Personally, I was challenged at a reprimand the 2010 Common Wealth prize winner Adaobi Tricia Nwaubani had lashed out on sluggish writers in a newspaper article last year. “You don’t have to wait for the birds to be chirping in c-minor to write…”
While it maybe wise to postpone or allocate a certain activity to a certain stage of our lives, we might also need to expand our perspective on what it really is. Or can be. For example, you might like to view it as a lottery race down the mall aisle where you get to pack as much goodies as you can before time goes out.
Why wait till you’re 20 to become that music star, why wait till you finish school before you become that model? In other advanced countries, you’d find child stars in almost every field from science to entertainment. Most of them might not even be genius-grade talented in their fields, but at that young age they decided what they wanted to be become and got trained, and achieved their dreams in a heartbeat. They don’t wait for graduation to start working; they rarely even wait for 20 to move out of their parent’s house.
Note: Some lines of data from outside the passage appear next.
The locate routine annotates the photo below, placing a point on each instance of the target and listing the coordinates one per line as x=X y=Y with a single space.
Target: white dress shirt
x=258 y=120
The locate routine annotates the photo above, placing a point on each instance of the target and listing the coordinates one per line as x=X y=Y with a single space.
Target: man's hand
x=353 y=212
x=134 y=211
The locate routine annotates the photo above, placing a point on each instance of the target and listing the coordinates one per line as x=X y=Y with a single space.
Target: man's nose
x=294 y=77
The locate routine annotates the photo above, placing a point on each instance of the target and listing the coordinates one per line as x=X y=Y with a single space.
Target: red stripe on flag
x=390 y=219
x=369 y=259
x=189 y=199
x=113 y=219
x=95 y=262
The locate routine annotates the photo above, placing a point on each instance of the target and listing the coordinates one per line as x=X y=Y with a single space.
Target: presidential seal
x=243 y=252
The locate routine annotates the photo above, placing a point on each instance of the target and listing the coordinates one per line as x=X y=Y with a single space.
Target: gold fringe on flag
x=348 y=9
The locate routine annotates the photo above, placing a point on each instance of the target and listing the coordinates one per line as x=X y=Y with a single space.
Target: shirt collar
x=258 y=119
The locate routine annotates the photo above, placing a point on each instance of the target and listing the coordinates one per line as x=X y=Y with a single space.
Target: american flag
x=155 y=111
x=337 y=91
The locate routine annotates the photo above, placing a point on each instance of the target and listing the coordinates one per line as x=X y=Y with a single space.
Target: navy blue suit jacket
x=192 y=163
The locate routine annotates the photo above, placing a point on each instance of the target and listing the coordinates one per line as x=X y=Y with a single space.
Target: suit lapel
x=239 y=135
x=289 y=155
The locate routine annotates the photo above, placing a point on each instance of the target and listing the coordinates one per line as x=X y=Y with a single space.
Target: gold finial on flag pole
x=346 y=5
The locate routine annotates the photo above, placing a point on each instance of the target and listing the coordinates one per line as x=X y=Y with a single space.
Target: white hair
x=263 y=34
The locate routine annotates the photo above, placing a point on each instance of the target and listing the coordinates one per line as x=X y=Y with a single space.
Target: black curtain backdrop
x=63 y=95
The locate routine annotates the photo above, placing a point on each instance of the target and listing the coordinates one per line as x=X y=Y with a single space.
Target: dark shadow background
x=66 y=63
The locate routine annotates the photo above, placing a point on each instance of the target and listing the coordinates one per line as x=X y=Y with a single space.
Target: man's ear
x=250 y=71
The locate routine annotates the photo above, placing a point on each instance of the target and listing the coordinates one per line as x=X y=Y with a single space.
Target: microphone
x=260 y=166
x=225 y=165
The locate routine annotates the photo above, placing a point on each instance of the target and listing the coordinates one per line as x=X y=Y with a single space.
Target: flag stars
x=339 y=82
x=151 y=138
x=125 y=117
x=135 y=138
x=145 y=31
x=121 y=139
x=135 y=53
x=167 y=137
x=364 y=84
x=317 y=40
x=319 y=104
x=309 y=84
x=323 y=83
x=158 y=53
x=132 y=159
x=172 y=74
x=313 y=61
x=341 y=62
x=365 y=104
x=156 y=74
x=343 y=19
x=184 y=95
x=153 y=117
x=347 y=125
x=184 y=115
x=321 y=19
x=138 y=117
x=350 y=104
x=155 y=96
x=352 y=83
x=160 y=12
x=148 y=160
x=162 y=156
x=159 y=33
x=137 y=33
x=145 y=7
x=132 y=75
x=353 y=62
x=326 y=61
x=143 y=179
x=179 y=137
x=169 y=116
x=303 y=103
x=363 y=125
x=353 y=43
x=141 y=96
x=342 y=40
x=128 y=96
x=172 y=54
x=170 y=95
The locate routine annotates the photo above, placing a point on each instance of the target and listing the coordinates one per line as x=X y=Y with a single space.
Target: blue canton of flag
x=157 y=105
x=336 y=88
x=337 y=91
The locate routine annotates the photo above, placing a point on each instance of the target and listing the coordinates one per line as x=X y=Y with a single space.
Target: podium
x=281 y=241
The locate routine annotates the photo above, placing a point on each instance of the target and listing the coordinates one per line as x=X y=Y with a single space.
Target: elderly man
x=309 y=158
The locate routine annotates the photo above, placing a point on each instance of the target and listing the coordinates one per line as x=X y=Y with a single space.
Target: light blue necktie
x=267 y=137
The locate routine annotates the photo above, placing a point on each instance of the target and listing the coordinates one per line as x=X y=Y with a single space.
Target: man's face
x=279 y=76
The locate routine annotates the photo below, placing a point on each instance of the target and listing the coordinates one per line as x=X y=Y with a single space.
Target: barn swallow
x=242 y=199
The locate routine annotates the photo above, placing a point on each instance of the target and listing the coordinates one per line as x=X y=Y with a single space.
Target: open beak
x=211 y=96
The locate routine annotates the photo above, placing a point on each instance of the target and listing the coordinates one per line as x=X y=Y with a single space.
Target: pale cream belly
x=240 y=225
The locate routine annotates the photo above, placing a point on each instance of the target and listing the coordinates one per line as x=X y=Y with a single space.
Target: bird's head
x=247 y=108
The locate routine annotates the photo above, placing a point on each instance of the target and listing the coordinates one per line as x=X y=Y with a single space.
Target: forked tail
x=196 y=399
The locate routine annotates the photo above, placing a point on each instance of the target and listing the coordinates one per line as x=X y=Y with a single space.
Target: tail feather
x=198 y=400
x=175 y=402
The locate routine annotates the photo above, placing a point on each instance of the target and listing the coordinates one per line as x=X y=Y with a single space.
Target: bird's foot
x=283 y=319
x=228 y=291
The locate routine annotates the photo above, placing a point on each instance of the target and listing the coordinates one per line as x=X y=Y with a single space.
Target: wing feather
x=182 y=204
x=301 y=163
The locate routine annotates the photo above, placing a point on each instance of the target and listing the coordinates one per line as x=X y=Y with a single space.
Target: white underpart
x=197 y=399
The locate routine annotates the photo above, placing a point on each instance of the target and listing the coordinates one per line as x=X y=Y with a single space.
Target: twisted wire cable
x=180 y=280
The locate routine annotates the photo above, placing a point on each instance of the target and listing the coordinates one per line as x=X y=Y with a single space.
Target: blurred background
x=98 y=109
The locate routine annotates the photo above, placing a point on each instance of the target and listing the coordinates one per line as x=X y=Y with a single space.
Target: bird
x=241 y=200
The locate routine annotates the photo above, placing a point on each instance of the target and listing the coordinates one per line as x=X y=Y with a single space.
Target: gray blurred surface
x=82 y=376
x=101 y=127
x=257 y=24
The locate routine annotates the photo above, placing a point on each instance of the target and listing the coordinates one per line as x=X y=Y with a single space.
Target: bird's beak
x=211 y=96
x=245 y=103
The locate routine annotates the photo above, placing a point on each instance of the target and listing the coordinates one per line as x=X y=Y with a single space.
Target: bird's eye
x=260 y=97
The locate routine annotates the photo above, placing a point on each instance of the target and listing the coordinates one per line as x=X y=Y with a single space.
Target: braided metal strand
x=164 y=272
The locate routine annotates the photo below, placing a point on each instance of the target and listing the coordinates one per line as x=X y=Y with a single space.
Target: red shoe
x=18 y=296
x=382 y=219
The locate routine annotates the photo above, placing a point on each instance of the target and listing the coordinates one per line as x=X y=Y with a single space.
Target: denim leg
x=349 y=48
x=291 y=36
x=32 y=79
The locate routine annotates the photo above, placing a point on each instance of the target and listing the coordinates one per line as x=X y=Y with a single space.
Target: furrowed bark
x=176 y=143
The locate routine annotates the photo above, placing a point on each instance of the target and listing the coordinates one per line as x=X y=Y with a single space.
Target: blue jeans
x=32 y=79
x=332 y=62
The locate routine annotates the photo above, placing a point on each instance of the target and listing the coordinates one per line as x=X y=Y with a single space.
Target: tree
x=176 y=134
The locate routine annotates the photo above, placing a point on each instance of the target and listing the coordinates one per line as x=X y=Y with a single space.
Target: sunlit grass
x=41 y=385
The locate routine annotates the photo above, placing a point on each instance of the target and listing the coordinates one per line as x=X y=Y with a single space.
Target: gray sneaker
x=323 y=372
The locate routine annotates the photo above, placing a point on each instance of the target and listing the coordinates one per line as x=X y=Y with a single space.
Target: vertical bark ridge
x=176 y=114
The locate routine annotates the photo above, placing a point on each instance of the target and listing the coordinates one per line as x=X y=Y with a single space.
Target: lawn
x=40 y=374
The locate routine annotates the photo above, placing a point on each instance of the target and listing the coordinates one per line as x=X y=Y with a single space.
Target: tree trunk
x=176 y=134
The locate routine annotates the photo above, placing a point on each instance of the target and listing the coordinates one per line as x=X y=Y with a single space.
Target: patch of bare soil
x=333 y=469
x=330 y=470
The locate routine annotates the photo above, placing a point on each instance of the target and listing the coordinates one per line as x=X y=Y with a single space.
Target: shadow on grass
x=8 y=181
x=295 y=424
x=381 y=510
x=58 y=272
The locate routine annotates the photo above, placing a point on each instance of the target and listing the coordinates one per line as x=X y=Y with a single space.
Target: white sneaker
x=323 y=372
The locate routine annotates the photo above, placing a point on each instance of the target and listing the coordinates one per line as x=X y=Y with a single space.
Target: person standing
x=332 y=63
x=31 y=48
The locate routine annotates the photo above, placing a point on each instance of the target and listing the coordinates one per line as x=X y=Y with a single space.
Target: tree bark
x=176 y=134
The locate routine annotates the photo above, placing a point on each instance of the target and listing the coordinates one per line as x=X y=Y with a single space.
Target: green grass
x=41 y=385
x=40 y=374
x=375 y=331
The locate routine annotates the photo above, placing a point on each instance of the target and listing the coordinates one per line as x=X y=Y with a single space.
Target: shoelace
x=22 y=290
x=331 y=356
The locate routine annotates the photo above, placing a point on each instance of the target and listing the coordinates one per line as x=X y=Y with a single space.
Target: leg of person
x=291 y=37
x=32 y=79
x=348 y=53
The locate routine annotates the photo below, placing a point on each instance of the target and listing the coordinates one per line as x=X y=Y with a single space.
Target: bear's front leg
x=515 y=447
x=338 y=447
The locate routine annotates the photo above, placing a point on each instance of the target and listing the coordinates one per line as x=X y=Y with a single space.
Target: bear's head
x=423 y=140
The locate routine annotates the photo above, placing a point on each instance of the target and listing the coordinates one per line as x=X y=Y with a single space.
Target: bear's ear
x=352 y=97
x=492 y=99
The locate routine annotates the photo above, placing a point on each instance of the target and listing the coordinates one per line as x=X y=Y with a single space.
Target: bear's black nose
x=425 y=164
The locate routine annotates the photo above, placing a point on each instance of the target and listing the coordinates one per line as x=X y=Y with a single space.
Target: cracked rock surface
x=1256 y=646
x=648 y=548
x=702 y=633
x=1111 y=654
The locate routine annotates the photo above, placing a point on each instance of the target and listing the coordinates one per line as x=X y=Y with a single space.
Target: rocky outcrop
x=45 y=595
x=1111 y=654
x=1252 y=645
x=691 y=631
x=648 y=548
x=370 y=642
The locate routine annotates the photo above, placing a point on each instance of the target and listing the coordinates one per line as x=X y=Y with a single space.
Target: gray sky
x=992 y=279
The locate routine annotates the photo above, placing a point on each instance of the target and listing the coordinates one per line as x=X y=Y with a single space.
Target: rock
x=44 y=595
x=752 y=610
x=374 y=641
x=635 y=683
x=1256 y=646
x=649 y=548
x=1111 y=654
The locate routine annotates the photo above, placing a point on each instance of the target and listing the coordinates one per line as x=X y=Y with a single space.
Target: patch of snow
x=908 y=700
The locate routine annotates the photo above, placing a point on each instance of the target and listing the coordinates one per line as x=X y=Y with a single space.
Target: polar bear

It might also be that the thing occupying your now and making you procrastinate might have nothing to do with your destiny. Rampant in this country is the sorry case of people being educated in fields other than passion. You find child-prodigies in mathematics being forced to study medicine and talented artists reading engineering in higher institutions. Why? Because of the generally accepted limitations imposed by the society on these individuals. “My son would never be an actor!”, “female guitarists are not marketable in the music industry” and so on.
While it is right to live by the standards of one’s immediate society it is also necessary to remember this society would not share your regrets with you in old age or at your dying moments. It won’t share your personal burdens and strife as you try to find your path in life. It will only claim you when you excel all expectations, but regect you if you fail. So in a sense, we really are all on our own.
‘Someday’ never was and never will be a day of the week. Always ask yourself, “If I don’t take action now, what will it ultimately cost me?” Brendan Francis said “inspirations never go in for a long engagement; they must be immediately married to action”. I say one must act now, because if we keep waiting for tomorrow, we’d wake up one day and realize it was long gone in the past.